Everything runs locally in your browser. Your photos are never uploaded to any server, which makes this safe even for sensitive paperwork such as passports, ID cards, signed contracts or academic transcripts.
How it works
- Drag your images onto the drop area, or click “Choose images” and select several at once.
- Arrange them with the up and down buttons — the first item in the list becomes page 1. You can also remove a single image without starting over.
- Pick a page size and hit “Convert to PDF”. The file
images.pdfdownloads immediately.
Fit to image or A4 portrait?
- Fit to image makes each PDF page exactly the size of the photo — no white borders, no distortion. Best for screenshots and documents that will be read on screen.
- A4 portrait places every image on a standard A4 page (595 × 842 points), centred and scaled to fit with a small margin. Choose this when the PDF will be printed, or when a form explicitly demands A4 pages.
A concrete example
Say a scholarship application asks for your cover letter, your ID and your transcript as a single attachment. You photograph all three with your phone, drop letter.jpg, id.jpg and transcript.jpg into the tool, move the letter to the top so it becomes page 1, select A4 portrait so the pages print uniformly, and click convert. Seconds later you have a three-page images.pdf ready to upload — no app installed, no account created, no watermark added.
Quality: images are embedded, not recompressed
JPG and PNG files are copied into the PDF byte for byte. There is no second round of compression, so the output looks exactly like the original photo — text on photographed documents stays as sharp as it was. WebP is the one exception: the PDF format has no native WebP support, so the tool first converts it to PNG, which is a lossless step, before embedding it.
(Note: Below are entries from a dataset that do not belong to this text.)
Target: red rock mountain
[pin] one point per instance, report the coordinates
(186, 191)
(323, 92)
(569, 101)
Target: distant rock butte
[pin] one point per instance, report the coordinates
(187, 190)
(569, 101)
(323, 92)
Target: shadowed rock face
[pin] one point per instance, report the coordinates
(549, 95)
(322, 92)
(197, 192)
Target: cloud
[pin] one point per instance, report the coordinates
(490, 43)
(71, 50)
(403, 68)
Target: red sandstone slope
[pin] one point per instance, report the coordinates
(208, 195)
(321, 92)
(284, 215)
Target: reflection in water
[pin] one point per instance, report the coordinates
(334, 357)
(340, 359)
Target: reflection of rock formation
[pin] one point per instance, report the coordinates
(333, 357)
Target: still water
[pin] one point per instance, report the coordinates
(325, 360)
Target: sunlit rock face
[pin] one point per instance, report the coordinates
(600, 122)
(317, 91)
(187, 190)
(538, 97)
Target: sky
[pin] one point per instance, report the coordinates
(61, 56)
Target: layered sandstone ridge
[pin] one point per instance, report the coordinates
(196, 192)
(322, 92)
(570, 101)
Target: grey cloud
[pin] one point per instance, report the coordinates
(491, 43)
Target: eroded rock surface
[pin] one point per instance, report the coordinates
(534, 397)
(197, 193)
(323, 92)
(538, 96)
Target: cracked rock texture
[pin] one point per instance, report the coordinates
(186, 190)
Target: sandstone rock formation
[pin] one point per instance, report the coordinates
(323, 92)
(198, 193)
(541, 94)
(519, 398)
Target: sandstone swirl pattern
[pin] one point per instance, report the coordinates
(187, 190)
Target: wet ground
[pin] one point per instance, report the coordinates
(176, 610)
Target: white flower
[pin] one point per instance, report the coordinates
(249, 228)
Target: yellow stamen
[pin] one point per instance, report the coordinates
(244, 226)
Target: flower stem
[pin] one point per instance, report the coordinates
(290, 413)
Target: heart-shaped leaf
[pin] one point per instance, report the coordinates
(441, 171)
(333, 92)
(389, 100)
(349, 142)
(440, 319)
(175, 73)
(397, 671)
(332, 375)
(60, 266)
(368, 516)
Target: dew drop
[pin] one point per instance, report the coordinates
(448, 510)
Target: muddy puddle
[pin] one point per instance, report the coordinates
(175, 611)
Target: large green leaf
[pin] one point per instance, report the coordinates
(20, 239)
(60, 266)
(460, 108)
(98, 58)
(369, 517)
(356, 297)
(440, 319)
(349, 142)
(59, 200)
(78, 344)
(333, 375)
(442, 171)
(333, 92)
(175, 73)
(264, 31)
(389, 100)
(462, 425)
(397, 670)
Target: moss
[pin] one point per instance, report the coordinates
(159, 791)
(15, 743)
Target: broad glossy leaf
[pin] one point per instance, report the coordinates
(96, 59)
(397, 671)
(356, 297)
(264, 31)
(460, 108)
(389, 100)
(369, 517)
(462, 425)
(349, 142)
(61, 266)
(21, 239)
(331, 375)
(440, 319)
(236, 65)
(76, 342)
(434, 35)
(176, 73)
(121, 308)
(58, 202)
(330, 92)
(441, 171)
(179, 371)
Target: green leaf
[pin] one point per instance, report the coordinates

Frequently asked questions
How many images can I convert at once?
There is no hard-coded cap — the practical limit is your device’s memory, since your browser does all the work. Dozens of phone photos are no problem on any modern machine; for hundreds of large camera files, split the job into two or three PDFs. Each individual file can be up to 100 MB.
Can I control the page order?
Yes. The list order is the page order: use the up and down arrows next to each file to rearrange them, or remove one image without clearing the whole list.
Does it accept HEIC photos from an iPhone?
Not yet — most browsers cannot decode HEIC. The quick fix is to make the iPhone shoot or export JPG instead (Settings, Camera, Formats, “Most Compatible”), or share the photo via Mail, which converts it automatically. A dedicated HEIC to JPG tool is on our roadmap.
How big will the resulting PDF be?
Roughly the combined size of your images plus a few KB of PDF structure. Because nothing is recompressed, three 2 MB photos produce a PDF of about 6 MB. If you need a lighter file, shrink or compress the images before converting them.
Is it safe for personal documents?
Yes — because the files never leave your computer. The conversion runs entirely inside your browser with JavaScript, with no upload step at all. You can verify it yourself: turn off your Wi-Fi and the tool keeps working exactly the same.